Commit cefce47
Fix: support "max:N" and "filter:N" batch_size rules in DeepmdDataSystem (#4876)
# Fix: support "max:N" and "filter:N" batch_size rules in
DeepmdDataSystem
## Problem
- Using `batch_size: "max:..."` or `"filter:..."` in configs caused:
- `RuntimeError: unknown batch_size rule max` during the PyTorch path
(neighbor statistics).
- Docs mention these rules and PyTorch `DpLoaderSet` already supports
them, so behavior was inconsistent across layers.
## Cause
- The common data layer `DeepmdDataSystem` only implemented `"auto"` and
`"mixed"` for string `batch_size`, missing `"max"` and `"filter"`.

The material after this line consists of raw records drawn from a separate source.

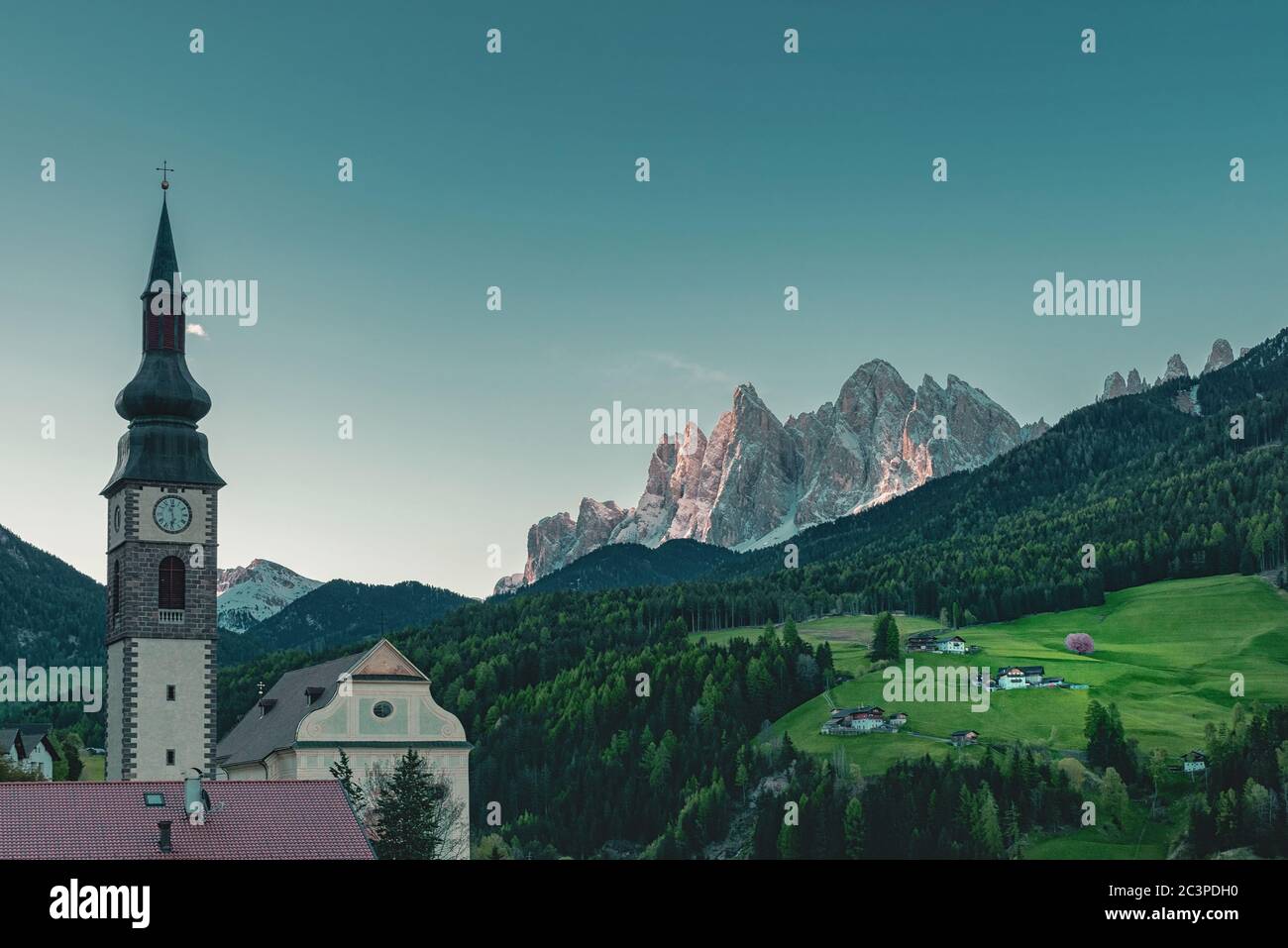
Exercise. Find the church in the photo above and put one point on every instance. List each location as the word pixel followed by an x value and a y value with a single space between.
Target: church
pixel 162 544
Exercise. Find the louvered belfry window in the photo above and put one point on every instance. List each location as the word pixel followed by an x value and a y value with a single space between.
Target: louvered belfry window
pixel 170 590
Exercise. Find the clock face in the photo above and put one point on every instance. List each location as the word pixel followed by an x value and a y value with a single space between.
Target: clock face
pixel 171 514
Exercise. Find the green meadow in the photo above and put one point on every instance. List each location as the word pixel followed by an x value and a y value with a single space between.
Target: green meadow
pixel 1164 656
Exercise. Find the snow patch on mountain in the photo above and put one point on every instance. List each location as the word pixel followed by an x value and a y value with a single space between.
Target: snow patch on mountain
pixel 250 594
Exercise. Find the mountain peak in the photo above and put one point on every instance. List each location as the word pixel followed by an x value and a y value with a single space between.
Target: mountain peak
pixel 250 594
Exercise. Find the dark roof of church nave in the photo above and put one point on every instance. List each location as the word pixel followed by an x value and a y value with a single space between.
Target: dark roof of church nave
pixel 256 737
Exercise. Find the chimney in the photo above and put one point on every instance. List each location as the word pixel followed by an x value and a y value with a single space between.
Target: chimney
pixel 196 801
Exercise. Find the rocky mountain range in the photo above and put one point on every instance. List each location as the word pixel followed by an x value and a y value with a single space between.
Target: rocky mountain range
pixel 250 594
pixel 1117 386
pixel 758 480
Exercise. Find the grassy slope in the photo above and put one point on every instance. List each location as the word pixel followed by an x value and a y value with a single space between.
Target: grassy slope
pixel 1164 655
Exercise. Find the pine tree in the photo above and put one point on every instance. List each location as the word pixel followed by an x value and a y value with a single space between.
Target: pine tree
pixel 853 826
pixel 413 813
pixel 343 772
pixel 986 830
pixel 1113 798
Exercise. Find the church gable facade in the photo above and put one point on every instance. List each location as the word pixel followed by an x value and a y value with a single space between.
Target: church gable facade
pixel 375 706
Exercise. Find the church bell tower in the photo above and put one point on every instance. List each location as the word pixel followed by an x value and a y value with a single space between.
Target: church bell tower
pixel 161 553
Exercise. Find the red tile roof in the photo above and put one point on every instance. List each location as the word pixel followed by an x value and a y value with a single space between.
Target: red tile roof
pixel 248 819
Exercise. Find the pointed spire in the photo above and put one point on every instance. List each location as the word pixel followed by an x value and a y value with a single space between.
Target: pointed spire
pixel 165 262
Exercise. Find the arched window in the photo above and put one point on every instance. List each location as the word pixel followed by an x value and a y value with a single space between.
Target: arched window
pixel 170 588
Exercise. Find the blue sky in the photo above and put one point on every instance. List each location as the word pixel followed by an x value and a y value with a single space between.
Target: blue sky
pixel 516 170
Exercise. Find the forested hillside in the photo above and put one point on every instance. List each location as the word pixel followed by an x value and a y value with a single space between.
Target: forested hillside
pixel 340 613
pixel 50 612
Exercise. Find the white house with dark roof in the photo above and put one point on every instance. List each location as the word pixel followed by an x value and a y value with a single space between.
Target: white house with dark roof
pixel 375 706
pixel 30 746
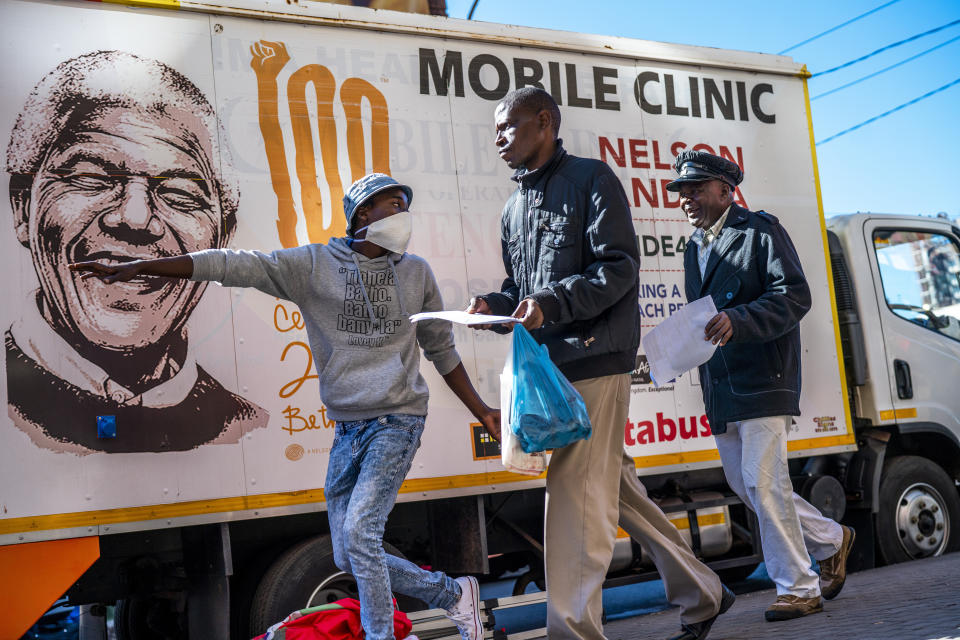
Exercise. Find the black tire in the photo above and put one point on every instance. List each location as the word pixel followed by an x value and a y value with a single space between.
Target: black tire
pixel 304 576
pixel 732 575
pixel 917 500
pixel 149 618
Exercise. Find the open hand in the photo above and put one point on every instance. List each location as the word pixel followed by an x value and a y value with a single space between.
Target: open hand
pixel 530 314
pixel 479 305
pixel 719 329
pixel 109 273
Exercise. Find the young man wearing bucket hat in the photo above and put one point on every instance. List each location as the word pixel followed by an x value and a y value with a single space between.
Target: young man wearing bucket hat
pixel 751 386
pixel 368 358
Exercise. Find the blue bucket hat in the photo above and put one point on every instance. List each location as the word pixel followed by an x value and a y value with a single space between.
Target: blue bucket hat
pixel 367 187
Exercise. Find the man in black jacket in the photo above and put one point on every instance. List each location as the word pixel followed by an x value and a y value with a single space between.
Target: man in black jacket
pixel 751 386
pixel 571 258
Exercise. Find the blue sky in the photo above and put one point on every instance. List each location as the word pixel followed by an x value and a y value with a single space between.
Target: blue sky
pixel 907 162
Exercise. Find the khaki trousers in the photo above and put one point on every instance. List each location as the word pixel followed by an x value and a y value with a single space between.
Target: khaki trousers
pixel 591 485
pixel 754 456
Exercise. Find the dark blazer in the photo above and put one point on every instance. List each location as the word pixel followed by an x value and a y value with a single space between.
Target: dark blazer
pixel 754 275
pixel 568 242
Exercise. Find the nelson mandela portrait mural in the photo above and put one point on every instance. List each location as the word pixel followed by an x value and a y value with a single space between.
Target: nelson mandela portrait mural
pixel 117 155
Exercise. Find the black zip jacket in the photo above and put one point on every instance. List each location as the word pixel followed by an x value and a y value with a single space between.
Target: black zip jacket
pixel 568 242
pixel 754 274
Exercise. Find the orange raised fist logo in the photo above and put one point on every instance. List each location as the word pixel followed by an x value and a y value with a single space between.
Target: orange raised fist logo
pixel 269 58
pixel 294 452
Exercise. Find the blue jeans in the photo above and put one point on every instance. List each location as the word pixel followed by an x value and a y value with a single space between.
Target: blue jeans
pixel 368 463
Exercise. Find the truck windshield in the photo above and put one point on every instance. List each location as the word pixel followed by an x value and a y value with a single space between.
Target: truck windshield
pixel 920 272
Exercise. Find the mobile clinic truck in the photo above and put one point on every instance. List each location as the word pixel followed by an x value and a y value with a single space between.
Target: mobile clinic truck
pixel 164 444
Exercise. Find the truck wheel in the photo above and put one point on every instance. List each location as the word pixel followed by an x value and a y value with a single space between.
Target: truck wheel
pixel 919 511
pixel 730 575
pixel 305 576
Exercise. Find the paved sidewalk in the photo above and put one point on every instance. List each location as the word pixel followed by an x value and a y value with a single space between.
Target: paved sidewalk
pixel 918 600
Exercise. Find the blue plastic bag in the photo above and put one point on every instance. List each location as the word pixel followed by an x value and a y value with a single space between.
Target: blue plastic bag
pixel 547 411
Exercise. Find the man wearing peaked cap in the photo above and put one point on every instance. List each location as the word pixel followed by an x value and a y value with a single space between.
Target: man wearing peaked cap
pixel 751 386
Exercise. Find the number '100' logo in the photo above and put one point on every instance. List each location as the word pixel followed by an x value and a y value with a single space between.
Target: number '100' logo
pixel 268 60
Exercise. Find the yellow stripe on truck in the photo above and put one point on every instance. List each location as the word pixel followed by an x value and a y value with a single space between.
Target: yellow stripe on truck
pixel 898 414
pixel 272 500
pixel 702 521
pixel 153 4
pixel 239 503
pixel 804 74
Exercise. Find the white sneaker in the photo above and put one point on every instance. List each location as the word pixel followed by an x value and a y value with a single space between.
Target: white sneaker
pixel 466 613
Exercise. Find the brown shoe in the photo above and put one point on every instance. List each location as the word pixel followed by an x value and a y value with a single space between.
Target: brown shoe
pixel 789 607
pixel 833 570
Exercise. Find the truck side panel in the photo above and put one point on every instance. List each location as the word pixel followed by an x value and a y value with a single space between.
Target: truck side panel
pixel 276 119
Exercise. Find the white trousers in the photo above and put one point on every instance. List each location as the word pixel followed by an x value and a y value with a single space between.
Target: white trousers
pixel 754 457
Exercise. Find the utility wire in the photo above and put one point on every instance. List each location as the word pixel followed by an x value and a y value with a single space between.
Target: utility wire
pixel 885 69
pixel 839 26
pixel 886 113
pixel 889 46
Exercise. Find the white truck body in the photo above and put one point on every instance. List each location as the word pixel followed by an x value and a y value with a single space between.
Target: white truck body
pixel 443 147
pixel 307 97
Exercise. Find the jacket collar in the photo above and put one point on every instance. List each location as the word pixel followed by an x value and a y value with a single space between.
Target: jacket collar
pixel 528 178
pixel 729 234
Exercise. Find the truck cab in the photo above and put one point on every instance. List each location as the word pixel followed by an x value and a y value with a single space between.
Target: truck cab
pixel 897 288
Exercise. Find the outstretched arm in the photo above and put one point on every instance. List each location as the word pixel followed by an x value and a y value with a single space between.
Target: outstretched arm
pixel 459 383
pixel 175 267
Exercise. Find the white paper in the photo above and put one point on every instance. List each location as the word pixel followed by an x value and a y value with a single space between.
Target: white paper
pixel 676 345
pixel 462 317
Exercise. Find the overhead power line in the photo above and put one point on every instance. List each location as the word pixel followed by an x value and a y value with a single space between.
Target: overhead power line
pixel 886 113
pixel 885 69
pixel 889 46
pixel 839 26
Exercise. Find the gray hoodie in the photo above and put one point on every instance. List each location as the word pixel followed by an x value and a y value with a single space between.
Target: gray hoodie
pixel 367 368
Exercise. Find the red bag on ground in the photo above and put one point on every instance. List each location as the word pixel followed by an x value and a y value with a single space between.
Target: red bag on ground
pixel 337 621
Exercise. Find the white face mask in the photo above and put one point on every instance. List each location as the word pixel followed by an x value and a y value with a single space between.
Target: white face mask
pixel 392 233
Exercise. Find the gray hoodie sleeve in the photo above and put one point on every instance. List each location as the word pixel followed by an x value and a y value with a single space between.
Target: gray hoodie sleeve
pixel 436 336
pixel 279 274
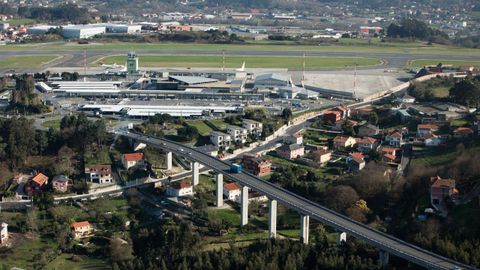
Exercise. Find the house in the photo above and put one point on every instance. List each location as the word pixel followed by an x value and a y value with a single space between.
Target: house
pixel 462 133
pixel 394 138
pixel 390 154
pixel 179 189
pixel 423 130
pixel 332 116
pixel 60 183
pixel 220 139
pixel 343 142
pixel 81 229
pixel 296 138
pixel 355 162
pixel 232 191
pixel 237 134
pixel 322 156
pixel 256 165
pixel 432 140
pixel 367 144
pixel 130 160
pixel 3 233
pixel 36 184
pixel 100 174
pixel 253 127
pixel 442 189
pixel 368 130
pixel 291 151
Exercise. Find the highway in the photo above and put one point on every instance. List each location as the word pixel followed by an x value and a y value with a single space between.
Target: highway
pixel 320 213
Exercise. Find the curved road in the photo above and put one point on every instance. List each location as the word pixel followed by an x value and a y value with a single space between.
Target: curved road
pixel 372 236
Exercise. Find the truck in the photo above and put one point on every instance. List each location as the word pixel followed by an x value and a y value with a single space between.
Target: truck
pixel 236 168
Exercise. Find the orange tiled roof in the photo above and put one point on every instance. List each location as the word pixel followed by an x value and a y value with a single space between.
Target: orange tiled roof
pixel 133 156
pixel 40 179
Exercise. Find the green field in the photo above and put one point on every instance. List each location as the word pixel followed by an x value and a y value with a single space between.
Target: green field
pixel 236 61
pixel 427 62
pixel 22 61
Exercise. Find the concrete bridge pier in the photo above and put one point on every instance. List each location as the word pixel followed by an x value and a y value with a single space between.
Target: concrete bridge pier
pixel 219 179
pixel 304 227
pixel 244 205
pixel 169 161
pixel 195 173
pixel 341 237
pixel 383 258
pixel 272 220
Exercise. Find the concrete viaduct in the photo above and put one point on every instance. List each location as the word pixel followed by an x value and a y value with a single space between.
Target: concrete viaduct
pixel 386 244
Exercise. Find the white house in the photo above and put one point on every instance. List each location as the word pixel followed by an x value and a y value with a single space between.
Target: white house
pixel 220 139
pixel 130 160
pixel 232 191
pixel 179 189
pixel 296 138
pixel 99 174
pixel 3 233
pixel 432 140
pixel 238 134
pixel 252 126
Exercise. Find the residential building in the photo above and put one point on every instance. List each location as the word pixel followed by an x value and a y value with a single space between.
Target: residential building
pixel 81 229
pixel 424 130
pixel 394 138
pixel 253 127
pixel 462 133
pixel 179 189
pixel 130 160
pixel 442 189
pixel 101 174
pixel 220 139
pixel 322 156
pixel 342 142
pixel 332 116
pixel 232 191
pixel 60 183
pixel 368 130
pixel 36 184
pixel 367 144
pixel 296 138
pixel 237 134
pixel 291 151
pixel 256 165
pixel 355 162
pixel 3 233
pixel 431 140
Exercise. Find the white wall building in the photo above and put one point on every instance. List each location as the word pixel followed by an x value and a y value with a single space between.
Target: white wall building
pixel 220 139
pixel 238 134
pixel 3 233
pixel 83 31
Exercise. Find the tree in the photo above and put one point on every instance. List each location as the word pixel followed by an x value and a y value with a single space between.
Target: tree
pixel 339 198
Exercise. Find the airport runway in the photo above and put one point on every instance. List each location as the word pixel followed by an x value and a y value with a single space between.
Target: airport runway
pixel 75 58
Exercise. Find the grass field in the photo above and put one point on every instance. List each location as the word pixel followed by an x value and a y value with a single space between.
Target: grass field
pixel 22 61
pixel 455 63
pixel 236 61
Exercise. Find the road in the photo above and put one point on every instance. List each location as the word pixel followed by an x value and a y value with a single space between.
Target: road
pixel 74 58
pixel 322 214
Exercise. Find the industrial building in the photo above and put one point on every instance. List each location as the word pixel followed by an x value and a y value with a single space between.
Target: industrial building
pixel 40 29
pixel 123 28
pixel 83 31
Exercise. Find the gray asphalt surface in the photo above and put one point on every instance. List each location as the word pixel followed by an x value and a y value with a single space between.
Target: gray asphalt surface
pixel 372 236
pixel 75 58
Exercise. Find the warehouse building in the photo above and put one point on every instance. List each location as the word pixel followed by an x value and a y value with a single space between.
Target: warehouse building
pixel 82 31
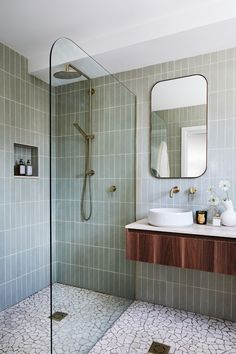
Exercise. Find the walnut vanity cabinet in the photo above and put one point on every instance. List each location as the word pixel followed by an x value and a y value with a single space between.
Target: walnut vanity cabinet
pixel 211 254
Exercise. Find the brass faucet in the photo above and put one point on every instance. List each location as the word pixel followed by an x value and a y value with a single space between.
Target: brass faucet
pixel 174 190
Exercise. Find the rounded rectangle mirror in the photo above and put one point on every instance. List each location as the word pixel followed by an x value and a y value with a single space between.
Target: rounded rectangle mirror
pixel 178 128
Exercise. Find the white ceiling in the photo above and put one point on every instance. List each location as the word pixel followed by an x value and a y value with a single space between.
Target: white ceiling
pixel 121 34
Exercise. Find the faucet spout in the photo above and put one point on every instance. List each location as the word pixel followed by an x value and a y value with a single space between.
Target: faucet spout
pixel 174 190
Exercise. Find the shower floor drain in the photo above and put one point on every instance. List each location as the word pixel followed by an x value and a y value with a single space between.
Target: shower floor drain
pixel 58 316
pixel 157 348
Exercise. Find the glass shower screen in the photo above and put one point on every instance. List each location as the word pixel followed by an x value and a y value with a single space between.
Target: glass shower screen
pixel 92 197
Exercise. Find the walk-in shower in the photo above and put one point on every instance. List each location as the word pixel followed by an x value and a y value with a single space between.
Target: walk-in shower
pixel 72 72
pixel 94 145
pixel 63 281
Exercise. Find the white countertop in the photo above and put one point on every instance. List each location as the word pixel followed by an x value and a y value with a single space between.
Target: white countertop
pixel 195 229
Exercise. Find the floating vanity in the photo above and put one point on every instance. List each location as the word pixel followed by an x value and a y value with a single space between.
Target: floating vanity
pixel 202 247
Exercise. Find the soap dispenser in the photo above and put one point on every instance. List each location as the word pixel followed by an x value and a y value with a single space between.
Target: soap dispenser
pixel 21 167
pixel 29 170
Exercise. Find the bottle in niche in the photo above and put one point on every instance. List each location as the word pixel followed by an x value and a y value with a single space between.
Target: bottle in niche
pixel 21 167
pixel 29 170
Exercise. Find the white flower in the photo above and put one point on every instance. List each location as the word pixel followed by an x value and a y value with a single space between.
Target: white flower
pixel 210 189
pixel 224 185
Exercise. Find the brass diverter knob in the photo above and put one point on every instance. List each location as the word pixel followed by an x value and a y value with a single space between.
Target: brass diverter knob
pixel 192 190
pixel 174 190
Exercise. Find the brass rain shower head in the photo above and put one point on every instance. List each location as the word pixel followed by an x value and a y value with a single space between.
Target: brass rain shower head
pixel 70 72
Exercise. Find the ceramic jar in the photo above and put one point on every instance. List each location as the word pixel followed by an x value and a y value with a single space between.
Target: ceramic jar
pixel 228 217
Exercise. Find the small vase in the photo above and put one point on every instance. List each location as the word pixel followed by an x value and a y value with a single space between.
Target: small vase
pixel 228 217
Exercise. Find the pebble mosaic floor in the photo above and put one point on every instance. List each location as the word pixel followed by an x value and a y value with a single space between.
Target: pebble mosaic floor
pixel 25 327
pixel 185 332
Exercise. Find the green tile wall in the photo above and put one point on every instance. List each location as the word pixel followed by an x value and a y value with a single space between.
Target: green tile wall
pixel 24 203
pixel 92 254
pixel 202 292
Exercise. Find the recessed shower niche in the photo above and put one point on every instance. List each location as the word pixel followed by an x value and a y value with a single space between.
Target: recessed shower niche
pixel 25 153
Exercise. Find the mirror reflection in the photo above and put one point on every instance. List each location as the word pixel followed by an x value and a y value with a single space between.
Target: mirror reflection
pixel 179 127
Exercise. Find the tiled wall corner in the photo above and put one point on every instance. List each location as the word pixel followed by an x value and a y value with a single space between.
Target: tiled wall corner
pixel 210 294
pixel 24 203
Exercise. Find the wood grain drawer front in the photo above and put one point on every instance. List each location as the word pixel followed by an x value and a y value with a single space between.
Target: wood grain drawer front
pixel 198 254
pixel 209 254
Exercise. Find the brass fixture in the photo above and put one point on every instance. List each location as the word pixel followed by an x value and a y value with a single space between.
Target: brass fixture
pixel 112 189
pixel 58 316
pixel 91 91
pixel 174 190
pixel 192 190
pixel 159 348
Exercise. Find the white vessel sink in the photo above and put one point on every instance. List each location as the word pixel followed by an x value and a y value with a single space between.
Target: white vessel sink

- PT training performs neighbor statistics via `DeepmdDataSystem` before
real training, so it failed early when those rules were used.
## Fix
- Implement `"max:N"` and `"filter:N"` in `DeepmdDataSystem.__init__` to
mirror `DpLoaderSet` semantics:
- `max:N`: per-system `batch_size = max(1, N // natoms)` so `batch_size
* natoms <= N`.
- `filter:N`: drop systems with `natoms > N` (warn if any removed; error
if none left), then set per-system `batch_size` as in `max:N`.
- After filtering, update `self.data_systems`, `self.system_dirs`, and
`self.nsystems` before computing other metadata.
## Impact
- Aligns the common layer behavior with PyTorch `DpLoaderSet` and with
the documentation.
- Prevents PT neighbor-stat crashes with configs using
`"max"`/`"filter"`.
## Compatibility
- No change to numeric `batch_size` or existing
`"auto"/"auto:N"/"mixed:N"` rules.
- TF/PT/PD paths now accept the same `batch_size` rules consistently in
the common layer.
## Files Changed
- `deepmd/utils/data_system.py`: add parsing branches for `"max:N"` and
`"filter:N"` in `DeepmdDataSystem.__init__`.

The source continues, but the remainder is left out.